I bought the 480 GB version a few months ago to put in a new laptop and the primary reason I chose the M500 is because it is a "Self-Encrypting Drive". IIUC, third-party software is required to actually benefit from that -- but I'm not sure that I do understand correctly.

Yeah, it is standard Opal, but I just use FileVault 2. I find AES-NI supported FileVault performance to be more than adequate. I don't know of anything but Wave which does Opal key management for OSX, particularly for boot drives.

I use Fusion Drive with the 1TB drive I already had, too, so SED on just one of those drives wouldn't help.

A very similar situation here, although I'm running Linux on this machine and not OS X. I feel that the SED stuff (while technically true) is misleading -- I specifically chose this drive over cheaper and better drives because of this feature.
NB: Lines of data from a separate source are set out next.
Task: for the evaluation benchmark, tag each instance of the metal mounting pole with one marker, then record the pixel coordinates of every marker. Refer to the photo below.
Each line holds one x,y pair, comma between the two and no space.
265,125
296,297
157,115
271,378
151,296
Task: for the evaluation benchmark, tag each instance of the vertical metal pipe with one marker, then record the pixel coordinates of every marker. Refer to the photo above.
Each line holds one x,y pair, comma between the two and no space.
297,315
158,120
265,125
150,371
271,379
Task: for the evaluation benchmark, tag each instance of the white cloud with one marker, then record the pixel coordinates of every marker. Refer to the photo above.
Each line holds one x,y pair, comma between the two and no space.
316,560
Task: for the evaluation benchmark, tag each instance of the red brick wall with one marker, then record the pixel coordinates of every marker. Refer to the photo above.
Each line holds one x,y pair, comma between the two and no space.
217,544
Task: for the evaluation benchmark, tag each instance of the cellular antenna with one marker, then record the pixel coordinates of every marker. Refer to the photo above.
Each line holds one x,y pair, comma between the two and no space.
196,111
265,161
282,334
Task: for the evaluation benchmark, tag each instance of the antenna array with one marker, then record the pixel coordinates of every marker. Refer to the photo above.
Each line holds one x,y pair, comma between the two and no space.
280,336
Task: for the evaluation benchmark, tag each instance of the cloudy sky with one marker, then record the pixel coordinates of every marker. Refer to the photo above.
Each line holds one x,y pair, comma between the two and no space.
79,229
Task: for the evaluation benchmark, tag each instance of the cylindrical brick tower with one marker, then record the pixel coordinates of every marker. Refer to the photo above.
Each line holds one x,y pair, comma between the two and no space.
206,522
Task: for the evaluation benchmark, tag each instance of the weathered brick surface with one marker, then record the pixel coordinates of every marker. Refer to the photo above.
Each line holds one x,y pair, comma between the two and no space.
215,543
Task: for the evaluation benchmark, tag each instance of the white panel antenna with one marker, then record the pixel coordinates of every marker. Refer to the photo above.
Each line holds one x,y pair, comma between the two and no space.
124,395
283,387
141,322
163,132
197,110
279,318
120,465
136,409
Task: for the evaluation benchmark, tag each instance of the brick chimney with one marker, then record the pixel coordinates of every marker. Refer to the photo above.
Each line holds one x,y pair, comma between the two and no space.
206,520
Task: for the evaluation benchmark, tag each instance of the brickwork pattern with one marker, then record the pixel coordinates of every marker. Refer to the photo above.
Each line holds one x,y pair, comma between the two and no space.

Lesson learned, though.

The only thing I could ever find for Linux that supported Opal was "SecureDoc for Linux" which, apparently, is impossible to get ahold of unless you're an enterprise with a fat bank account. Fortunately, like with FileVault, dm-crypt (which also leverages AES-NI) is more than sufficient for my needs.

Thanks for the reply.

It shouldn't be too hard to do a SED control utility fundamentally. It is maybe a licensing or TCG membership issue though. I thought it was just some extra drive commands.